I didn’t see that we had anything to lose, and I said so. If her information were of no use to us, she knew she’d end up sitting in the car park for the duration of Hagan’s visit.
She smiled. ‘I don’t know Fearghal Bradley,’ she said. ‘Whoever he is. As for the death threats, they’re not serious. It’s a prank, a publicity stunt dreamt up by an environmental group called the Green Alliance.’
‘What have they against Hagan?’ I asked.
‘Where should I start?’ she said. ‘Anyway, I think that’s worth two tickets.’
‘You’re sure of this?’
‘Absolutely. From the horse’s mouth, so to speak.’

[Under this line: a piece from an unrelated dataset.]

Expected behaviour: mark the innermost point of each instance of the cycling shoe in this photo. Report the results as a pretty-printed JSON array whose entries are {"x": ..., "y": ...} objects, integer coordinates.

I considered what she had said, watching her face to see if I could tease out the angle she was playing, but I couldn’t read her.
‘Why are you telling me this?’ I asked.
‘Public conscience,’ she said, almost managing not to smile. ‘And I don’t want anyone getting shot now, do I?’
‘You and I both, Mrs Moore,’ I said, though in the event we were thinking of two different people.
Chapter Eight
Sunday, 8 October
Debbie, the kids and I went to early Mass. The days were turning now, the sky darkening earlier each evening. After Mass we spoke with Father Brennan, our local priest, and I gave him a Mass offering for Natalia Almurzayev’s safety.
We drove to Derry that afternoon and had lunch in town. Penny’s birthday was a few weeks away, and we had promised we’d take her to the toyshops to pick what she’d like. Shane was walking unaided now, his squat body shifting from side to side as he moved. Every so often, when he came to a high kerb that required extra balance to step off, he raised his small fist in the air in the expectation that Debbie or I would take hold and support him till he had stepped down. Then the fist would be withdrawn and he’d continue on his way.